Les New York Knicks sont de nouveau au sommet de la NBA. Cinquante-trois ans après leur dernier sacre, les New-Yorkais ont remporté le troisième titre de leur histoire en s’imposant 94-90 à San Antonio lors du Game 5 des Finals. Menés de seize points au cours de la rencontre, les hommes de Mike Brown ont une nouvelle fois démontré une force de caractère exceptionnelle avant de pouvoir enfin soulever le trophée Larry O’Brien.
Il fallait remonter à 1973 pour retrouver trace d’un titre NBA des Knicks. Depuis, plusieurs générations de supporters avaient appris à vivre avec les désillusions, les reconstructions et les promesses non tenues. Dans la nuit de samedi à dimanche, cette longue attente a pris fin. Au terme d’une série haletante remportée quatre victoires à une face aux Spurs, New York a retrouvé sa place parmi les champions.

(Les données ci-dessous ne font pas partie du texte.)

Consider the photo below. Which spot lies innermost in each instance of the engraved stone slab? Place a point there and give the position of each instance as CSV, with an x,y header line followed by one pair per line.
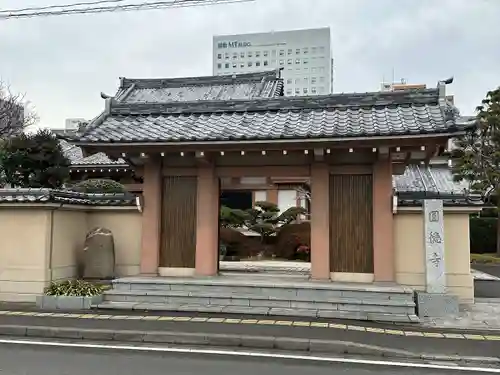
x,y
434,246
435,305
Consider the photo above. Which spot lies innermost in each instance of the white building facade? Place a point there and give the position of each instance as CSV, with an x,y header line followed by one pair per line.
x,y
304,55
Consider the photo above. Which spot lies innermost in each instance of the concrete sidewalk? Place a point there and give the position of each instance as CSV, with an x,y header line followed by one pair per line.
x,y
302,336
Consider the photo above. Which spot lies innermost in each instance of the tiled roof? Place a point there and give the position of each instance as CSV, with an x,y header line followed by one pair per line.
x,y
66,197
75,156
294,118
242,86
432,181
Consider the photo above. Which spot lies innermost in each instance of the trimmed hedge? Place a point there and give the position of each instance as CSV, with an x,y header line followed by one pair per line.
x,y
483,235
99,186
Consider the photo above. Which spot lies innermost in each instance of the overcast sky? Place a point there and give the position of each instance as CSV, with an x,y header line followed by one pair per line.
x,y
63,63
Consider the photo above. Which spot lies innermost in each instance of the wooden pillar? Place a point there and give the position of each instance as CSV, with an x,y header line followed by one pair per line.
x,y
383,238
207,222
320,222
151,217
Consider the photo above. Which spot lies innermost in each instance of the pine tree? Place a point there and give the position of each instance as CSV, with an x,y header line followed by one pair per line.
x,y
476,158
33,160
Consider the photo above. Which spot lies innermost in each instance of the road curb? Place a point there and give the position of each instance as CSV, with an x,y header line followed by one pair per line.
x,y
315,346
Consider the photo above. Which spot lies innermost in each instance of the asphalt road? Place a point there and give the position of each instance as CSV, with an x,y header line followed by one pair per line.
x,y
41,360
487,289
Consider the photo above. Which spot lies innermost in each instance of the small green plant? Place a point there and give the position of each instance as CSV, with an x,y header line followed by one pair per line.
x,y
98,186
73,288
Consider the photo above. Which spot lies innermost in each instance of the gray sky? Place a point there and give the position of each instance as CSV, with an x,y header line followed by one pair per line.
x,y
63,63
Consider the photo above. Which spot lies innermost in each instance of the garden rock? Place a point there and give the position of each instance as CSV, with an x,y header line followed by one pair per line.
x,y
99,254
290,237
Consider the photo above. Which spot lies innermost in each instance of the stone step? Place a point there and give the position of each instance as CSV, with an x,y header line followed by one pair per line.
x,y
340,303
264,311
289,289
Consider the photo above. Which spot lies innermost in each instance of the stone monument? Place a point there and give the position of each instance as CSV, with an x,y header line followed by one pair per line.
x,y
435,301
99,255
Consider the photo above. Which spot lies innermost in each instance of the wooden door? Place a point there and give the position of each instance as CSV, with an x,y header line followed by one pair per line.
x,y
351,223
179,222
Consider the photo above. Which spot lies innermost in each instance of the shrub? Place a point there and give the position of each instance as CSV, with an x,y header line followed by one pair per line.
x,y
483,235
98,186
73,288
33,160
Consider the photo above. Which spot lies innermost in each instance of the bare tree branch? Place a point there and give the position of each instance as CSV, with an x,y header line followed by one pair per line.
x,y
15,114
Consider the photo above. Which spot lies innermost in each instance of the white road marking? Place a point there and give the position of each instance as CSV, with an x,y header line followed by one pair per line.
x,y
252,354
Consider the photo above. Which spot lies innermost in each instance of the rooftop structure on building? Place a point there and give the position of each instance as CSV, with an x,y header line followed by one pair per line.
x,y
304,55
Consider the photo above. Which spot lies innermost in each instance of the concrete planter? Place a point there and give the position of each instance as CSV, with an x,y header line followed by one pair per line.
x,y
67,302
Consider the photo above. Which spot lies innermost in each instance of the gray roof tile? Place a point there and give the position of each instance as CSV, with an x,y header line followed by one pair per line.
x,y
243,86
432,181
333,116
76,158
66,197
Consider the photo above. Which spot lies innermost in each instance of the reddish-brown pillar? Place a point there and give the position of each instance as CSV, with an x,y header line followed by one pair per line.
x,y
207,222
320,222
151,218
383,242
272,195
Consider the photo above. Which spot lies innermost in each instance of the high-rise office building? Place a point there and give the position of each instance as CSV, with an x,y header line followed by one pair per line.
x,y
304,56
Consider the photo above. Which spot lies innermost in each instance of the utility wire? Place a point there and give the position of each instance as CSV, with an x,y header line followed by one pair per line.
x,y
115,8
59,6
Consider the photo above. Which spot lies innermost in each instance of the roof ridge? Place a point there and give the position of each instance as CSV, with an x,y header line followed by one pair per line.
x,y
283,103
198,80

Comme un symbole, ce dernier succès a parfaitement résumé le parcours des Knicks durant ces Playoffs et ces Finals. Alors que les Texans avaient pris le contrôle de la rencontre et compté jusqu’à seize longueurs d’avance, les New-Yorkais n’ont jamais paniqué. Match après match, série après série, cette équipe a développé une capacité remarquable à revenir dans les rencontres les plus mal engagées. Les Knicks ont ainsi effacé un déficit à deux chiffres lors de chacune de leurs quatre victoires dans cette finale.

Lorsque le collectif avait besoin d’un leader, Jalen Brunson a répondu présent. Le meneur a livré l’un des plus grands matchs de l’histoire des Finals pour la franchise new-yorkaise avec 45 points (14/27 aux tirs), 3 rebonds, 3 assists et 2 interceptions. Il a inscrit 29 points après la pause, dont 15 dans le dernier quart-temps, prenant littéralement l’attaque des Knicks sur ses épaules au moment où le titre se jouait.
Autour de lui, le collectif new-yorkais a une nouvelle fois répondu présent. Mikal Bridges a apporté 14 points et 4 assists, Josh Hart a compilé 13 points et 11 rebonds tandis qu’OG Anunoby a ajouté 11 points, 8 rebonds et 3 interceptions. Même dans un soir compliqué pour Karl-Anthony Towns (2points, 10 rebonds et 3 steals) obligé de quitter le parquet pour six fautes, les Knicks ont trouvé les ressources nécessaires pour rester au contact puis faire basculer la rencontre.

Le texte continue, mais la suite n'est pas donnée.